As we look to the future, the external challenges facing U.S. producers will only become more intense. As the U.S. population grows toward a predicted 438 million people by 2050, the demand for food and land will increase.
Many questions are currently being asked. Do we continue to promote management that maximizes production on smaller acreages at the expense of land health, or are there alternative strategies that are productive and profitable while regenerating land?
The majority of our grazing lands are generally not well suited for cropland food production, yet they serve our planet by storing more than 30% of global soil organic carbon. Such intrinsic outcomes are called ecosystem services. Ecosystem services are the many and various benefits provided to humankind by healthy and functioning ecosystems.
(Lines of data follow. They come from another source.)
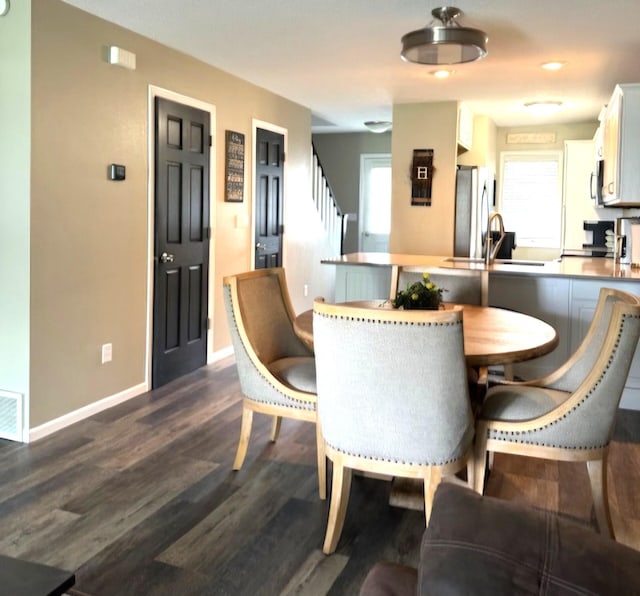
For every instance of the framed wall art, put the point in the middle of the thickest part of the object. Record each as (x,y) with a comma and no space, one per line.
(421,176)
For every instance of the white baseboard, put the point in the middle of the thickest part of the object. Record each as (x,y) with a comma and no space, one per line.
(39,432)
(220,354)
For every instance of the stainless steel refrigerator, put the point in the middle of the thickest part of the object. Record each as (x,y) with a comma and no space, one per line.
(474,201)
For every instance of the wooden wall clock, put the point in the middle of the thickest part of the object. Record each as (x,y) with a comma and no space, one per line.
(421,177)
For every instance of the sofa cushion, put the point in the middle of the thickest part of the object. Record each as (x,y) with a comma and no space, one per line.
(390,579)
(484,545)
(298,372)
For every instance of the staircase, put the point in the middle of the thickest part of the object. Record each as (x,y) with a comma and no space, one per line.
(333,220)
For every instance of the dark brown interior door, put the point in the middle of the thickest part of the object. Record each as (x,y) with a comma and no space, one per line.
(269,198)
(181,260)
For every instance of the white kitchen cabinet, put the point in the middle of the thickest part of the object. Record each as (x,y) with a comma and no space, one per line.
(362,282)
(621,131)
(465,127)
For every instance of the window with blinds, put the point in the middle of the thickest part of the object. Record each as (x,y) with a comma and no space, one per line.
(531,197)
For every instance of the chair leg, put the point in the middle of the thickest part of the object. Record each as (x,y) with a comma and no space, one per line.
(598,476)
(245,434)
(471,470)
(431,481)
(322,463)
(480,460)
(275,428)
(341,485)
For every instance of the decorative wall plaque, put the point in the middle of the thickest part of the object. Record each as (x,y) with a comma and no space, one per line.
(234,167)
(421,176)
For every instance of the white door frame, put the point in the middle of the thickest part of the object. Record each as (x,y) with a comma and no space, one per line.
(367,158)
(255,125)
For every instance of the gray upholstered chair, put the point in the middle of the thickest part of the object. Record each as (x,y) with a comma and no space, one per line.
(392,398)
(568,415)
(463,286)
(276,369)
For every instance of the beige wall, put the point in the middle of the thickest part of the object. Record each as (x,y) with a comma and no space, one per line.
(483,149)
(89,241)
(15,147)
(423,230)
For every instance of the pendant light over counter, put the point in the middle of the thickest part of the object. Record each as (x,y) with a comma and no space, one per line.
(448,43)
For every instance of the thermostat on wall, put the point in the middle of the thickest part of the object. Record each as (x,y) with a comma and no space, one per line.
(117,172)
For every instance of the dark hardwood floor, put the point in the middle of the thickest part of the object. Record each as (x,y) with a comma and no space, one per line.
(141,499)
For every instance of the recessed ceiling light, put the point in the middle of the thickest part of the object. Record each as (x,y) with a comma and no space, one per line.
(442,74)
(553,65)
(543,108)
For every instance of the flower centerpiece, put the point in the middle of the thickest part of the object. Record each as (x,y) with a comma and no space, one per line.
(423,294)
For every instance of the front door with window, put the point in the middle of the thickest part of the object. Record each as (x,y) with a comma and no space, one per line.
(181,260)
(269,198)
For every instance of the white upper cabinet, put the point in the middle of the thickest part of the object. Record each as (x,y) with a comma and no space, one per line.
(465,127)
(621,147)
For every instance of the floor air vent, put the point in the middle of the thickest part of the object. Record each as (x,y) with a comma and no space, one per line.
(11,415)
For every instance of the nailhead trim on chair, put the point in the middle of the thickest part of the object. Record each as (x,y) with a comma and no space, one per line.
(501,435)
(295,403)
(394,461)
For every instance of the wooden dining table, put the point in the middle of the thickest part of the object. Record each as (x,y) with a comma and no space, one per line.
(491,335)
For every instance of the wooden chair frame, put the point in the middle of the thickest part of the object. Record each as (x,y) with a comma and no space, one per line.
(278,411)
(596,457)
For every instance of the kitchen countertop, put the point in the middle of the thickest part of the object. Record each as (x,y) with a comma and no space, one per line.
(580,267)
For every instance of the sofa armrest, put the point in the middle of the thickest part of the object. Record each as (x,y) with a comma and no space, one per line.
(484,545)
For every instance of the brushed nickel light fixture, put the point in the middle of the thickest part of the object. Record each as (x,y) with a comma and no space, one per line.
(448,43)
(378,125)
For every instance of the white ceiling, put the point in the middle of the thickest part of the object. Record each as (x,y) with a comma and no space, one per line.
(341,58)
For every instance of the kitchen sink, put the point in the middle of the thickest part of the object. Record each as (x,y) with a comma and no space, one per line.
(521,263)
(464,260)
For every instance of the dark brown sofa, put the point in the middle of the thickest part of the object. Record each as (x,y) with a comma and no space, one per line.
(484,545)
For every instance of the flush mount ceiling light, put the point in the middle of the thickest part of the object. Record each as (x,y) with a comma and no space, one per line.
(543,108)
(553,65)
(448,43)
(442,74)
(378,125)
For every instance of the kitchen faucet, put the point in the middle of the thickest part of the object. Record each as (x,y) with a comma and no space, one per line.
(490,251)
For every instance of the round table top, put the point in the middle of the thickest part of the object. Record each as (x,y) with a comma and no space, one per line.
(491,335)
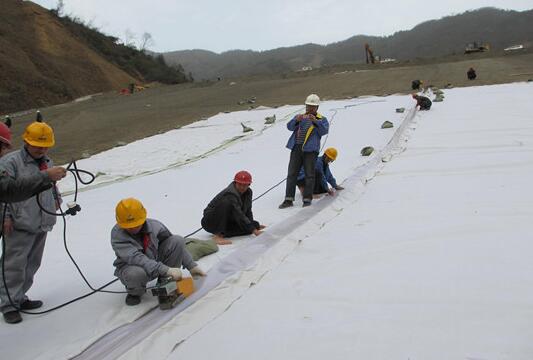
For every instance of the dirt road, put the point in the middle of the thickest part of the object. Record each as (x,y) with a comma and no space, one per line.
(103,121)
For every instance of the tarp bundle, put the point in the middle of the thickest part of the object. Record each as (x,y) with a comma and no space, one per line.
(387,125)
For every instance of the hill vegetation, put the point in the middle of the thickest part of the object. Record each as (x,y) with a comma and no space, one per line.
(48,59)
(435,38)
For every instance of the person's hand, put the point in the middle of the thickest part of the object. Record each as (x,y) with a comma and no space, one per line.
(196,271)
(175,273)
(8,226)
(56,173)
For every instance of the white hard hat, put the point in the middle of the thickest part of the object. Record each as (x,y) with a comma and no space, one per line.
(313,100)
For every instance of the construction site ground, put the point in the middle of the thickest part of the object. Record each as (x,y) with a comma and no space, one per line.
(102,121)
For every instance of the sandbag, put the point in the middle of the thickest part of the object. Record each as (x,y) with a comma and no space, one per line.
(367,150)
(387,125)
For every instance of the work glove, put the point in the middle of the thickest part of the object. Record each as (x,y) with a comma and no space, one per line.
(175,273)
(196,271)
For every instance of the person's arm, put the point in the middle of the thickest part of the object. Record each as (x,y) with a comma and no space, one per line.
(163,233)
(294,123)
(322,126)
(20,189)
(240,217)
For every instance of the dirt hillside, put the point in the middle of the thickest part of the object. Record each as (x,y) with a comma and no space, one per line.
(42,63)
(102,121)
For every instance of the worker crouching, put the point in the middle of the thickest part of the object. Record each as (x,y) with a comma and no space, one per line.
(146,250)
(230,212)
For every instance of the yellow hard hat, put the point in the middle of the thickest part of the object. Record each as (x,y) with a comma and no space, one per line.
(39,134)
(331,153)
(130,213)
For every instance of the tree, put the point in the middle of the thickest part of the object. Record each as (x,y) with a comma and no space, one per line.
(146,42)
(60,8)
(129,38)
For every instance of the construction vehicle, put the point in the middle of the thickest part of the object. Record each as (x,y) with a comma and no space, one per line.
(476,47)
(370,58)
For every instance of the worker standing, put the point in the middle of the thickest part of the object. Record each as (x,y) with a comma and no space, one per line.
(26,223)
(146,250)
(230,212)
(323,174)
(471,74)
(304,143)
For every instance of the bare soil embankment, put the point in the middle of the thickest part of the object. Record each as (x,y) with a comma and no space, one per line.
(101,122)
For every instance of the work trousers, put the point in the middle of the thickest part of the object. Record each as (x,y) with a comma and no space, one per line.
(222,221)
(298,159)
(171,252)
(318,188)
(22,259)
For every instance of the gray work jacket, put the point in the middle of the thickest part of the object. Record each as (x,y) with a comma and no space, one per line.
(27,215)
(23,188)
(129,248)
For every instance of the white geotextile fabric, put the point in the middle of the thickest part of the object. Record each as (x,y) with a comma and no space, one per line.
(122,340)
(176,197)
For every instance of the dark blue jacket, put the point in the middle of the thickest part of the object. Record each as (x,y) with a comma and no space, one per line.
(312,142)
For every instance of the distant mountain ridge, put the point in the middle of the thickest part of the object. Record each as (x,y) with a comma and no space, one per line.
(434,38)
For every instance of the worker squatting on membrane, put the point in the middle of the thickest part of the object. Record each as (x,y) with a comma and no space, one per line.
(304,143)
(25,224)
(323,175)
(423,102)
(146,250)
(230,212)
Ecosystem Services: A Marketplace for Regenerating the Land
Leopold once famously stated, “Conservation will ultimately boil down to rewarding the private landowner who conserves the public interest.” Opportunities to compensate producers for the production of multiple ecosystem services are currently in development. Ecosystem services are often grouped into functional areas of soil, air, water, plants and animals.
Many of the questions around the production of ecosystem services are common to most emerging markets, and these questions are not lost on regenerative ranching. Largely, much of the research focus in the future will be placed on which metrics matter, how do we most aptly measure them, how are they influenced by management, and can they be monitored at scales that are relevant to producers?
One of the cornerstones of regenerative ranching is a focus on diversifying products, therefore the diversification of market opportunities will continue to be an option for producers interested in regenerating landscapes.
With more data comes more understanding of the value of ecosystem services: how they could be a potential revenue stream and how they impact increased health and function on existing production enterprises.
Managing regeneratively allows our living soil to sequester organic carbon, which aids in climate mitigation strategies. Increasing organic matter provides our soils a greater ability to build aggregation, which allows it to hold more water and further serve as a filter to increase water quality and quantity. Biodiversity is also an outcome, from the soil microbiome to more functional habitats for wildlife species. These are all services provided by regenerative producers that benefit society as a whole.
Regenerative ranching has a positive future. More and more producers are questioning their conventional methods, measuring their outcomes and defining goals that include regenerative solutions. These are and will continue to be positive developments for the agriculture industry and for society as a whole. The question we should all ask ourselves is, what would a future look like without regenerative ranching?